Thats interesting Chica what you say about the follow up care after illness - because our own personal experience has been truly the opposite. Without going into massive detail my husband who is only 50 now had a stroke 2 years ago - complete shock and out of the blue no warnings etc ..... - was in the costa del sol hospital for more than a week and they were fantastic .... and 2 years on the doc sees him every 3 months and the consultant at the hostpital sees him every 4 - 6 months - he gets a thorough check up each time. He has been on medication since the stroke and they check the dosage every time they see him and change where necessary .... we seriously have been astounded at how much care he has received, and continues to receive! 

Sue


----------



## Chica (Mar 23, 2009)

Suenneil said:


> Thats interesting Chica what you say about the follow up care after illness - because our own personal experience has been truly the opposite. Without going into massive detail my husband who is only 50 now had a stroke 2 years ago - complete shock and out of the blue no warnings etc ..... - was in the costa del sol hospital for more than a week and they were fantastic .... and 2 years on the doc sees him every 3 months and the consultant at the hostpital sees him every 4 - 6 months - he gets a thorough check up each time. He has been on medication since the stroke and they check the dosage every time they see him and change where necessary .... we seriously have been astounded at how much care he has received, and continues to receive!
> 
> Sue


Blimey Sue, that's totaly different to our experiences. MOH, after his heart attack should have been called back for 3 tests and checkups, he was only called to 1. His GP has never taken his blood pressure which he has a problem with. I can tell you of so many instances where follow-up care has been terrible. You have been lucky or maybe it's this area that admin is so disorganized?!


----------



## Suenneil (Feb 17, 2009)

Chica said:


> Blimey Sue, that's totaly different to our experiences. MOH, after his heart attack should have been called back for 3 tests and checkups, he was only called to 1. His GP has never taken his blood pressure which he has a problem with. I can tell you of so many instances where follow-up care has been terrible. You have been lucky or maybe it's this area that admin is so disorganized?!

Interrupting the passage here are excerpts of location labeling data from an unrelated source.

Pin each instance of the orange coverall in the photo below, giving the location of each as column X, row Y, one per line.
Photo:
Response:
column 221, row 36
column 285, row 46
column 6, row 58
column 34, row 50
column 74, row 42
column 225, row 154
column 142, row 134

Im thinking we should consider ourselves really lucky then Chica......! Obviously the Costa del Sol Hospital is our "local" hospital, but in the past two years we have moved apartments 3 times - to three different areas so had to re register with a new GP - and the quality of care for hubby hasnt faltered even with the changes. I also had a bit of a scare a few months ago and the speed at which they sorted everything was so fast it scared me into thinking I had something really serious! lol luckily it wasnt!!! ....... I suppose its like the UK ... what do they call it ? " a postcode lottery " ??????


----------



## jojo (Sep 20, 2007)

Chica said:


> Blimey Sue, that's totaly different to our experiences. MOH, after his heart attack should have been called back for 3 tests and checkups, he was only called to 1. His GP has never taken his blood pressure which he has a problem with. I can tell you of so many instances where follow-up care has been terrible. You have been lucky or maybe it's this area that admin is so disorganized?!


I've gotta say Chica, you're possibly the first person I've heard of who hasnt been more than satisfied with the emergency care here - especially compared to the UK, which in my opinion is horrendous. I'm actually getting involved in a family members ordeal right now over in the UK and I'm utterly shocked by the treatment thats being given and this is a life or death illness and quite frankly, if I could I'd bring her over here, cos I KNOW she'd have a better chance.

Jo xxx


----------



## Chica (Mar 23, 2009)

jojo said:


> I've gotta say Chica, you're possibly the first person I've heard of who hasnt been more than satisfied with the emergency care here - especially compared to the UK, which in my opinion is horrendous. I'm actually getting involved in a family members ordeal right now over in the UK and I'm utterly shocked by the treatment thats being given and this is a life or death illness and quite frankly, if I could I'd bring her over here, cos I KNOW she'd have a better chance.
> 
> Jo xxx


If you read my first post Jo you will see that I wrote I found emergency care here "brilliant." It's the follow-up care I have found to be not so good.


----------



## jojo (Sep 20, 2007)

Chica said:


> If you read my first post Jo you will see that I wrote I found emergency care here "brilliant." It's the follow-up care I have found to be not so good.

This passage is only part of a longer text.